New Zealand-bred Thoroughbred racehorse

Mufhasa (foaled 7 September 2004), was a New Zealand Thoroughbred racehorse who won a number of Group races in New Zealand and Australia in a career stretching from 2007 to 2013. He was known as King Mufhasa in Australia.

Mufhasa was trained by Stephen McKee and ridden in the majority of his races by Samantha Spratt. Towards the end of his career he was trained by Bruce Wallace and he was cared for throughout his career by strapper Amy Doran.

His win in the 2012 Windsor Park Plate was his tenth and final Group 1 victory.

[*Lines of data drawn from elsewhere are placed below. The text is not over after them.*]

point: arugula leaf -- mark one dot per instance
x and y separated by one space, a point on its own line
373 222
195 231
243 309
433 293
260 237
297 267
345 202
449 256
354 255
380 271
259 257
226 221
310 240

Mufhasa was voted the New Zealand Horse of the Year for the 2009 and 2012 seasons. In 2021 he was inducted into the New Zealand Racing Hall of Fame.

==Notable performances==

- 12 November 2008 - 1st in the Coupland's Bakeries Mile (Group 2, 1600m, Riccarton, Samantha Spratt) beating Vosne Romanee and Sterling Prince
- 17 January 2009 - 1st in the Telegraph Handicap (Samantha Spratt) beating Atapi and Ruud Van Slaats
- 7 February 2009 - 1st in the Waikato Sprint (Samantha Spratt) beating Gaze and Ruud Van Slaats
- 28 February 2010 - 1st in the Otaki-Maori Weight for Age (Samatha Spratt) beating Hold It Harvey and Daffodil
- 22 January 2011 - 1st in the Telegraph Handicap (Samantha Spratt) beating First Command and Coup Align
- 12 February 2011 - 1st in the Waikato Sprint (Samantha Spratt) beating Wall Street and Keep The Peace
- 27 August 2011 - 1st in the Makfi Challenge Stakes (Samantha Spratt) beating Jimmy Choux and Fleur de Lune
- 17 September 2011 - 2nd in the Windsor Park Plate (Samantha Spratt) behind Jimmy Choux with Hold It Harvey 3rd
- 8 October 2011 - 1st in the Toorak Handicap (Michael Rodd) beating King's Rose and Luen Yat Forever
- 3 December 2011 - 1st in the Captain Cook Stakes (Samantha Spratt) beating Vonusti and Dating
- 11 February 2012 - 2nd in the Waikato Sprint (Samantha Spratt) behind Veyron with Fazzle 3rd
- 25 February 2012 - 1st in the Futurity Stakes (Nash Rawiller) beating Pinker Pinker
- 22 September 2012 - 1st in the Windsor Park Plate (Samatha Spratt) beating Fleur de Lune and Xanadu
- 6 April 2013 - 2nd in the George Ryder Stakes (Michael Rodd) behind Pierro
- 21 September 2013 - 2nd in the Windsor Park Plate (Leith Innes) behind Xanadu with Nashville 3rd.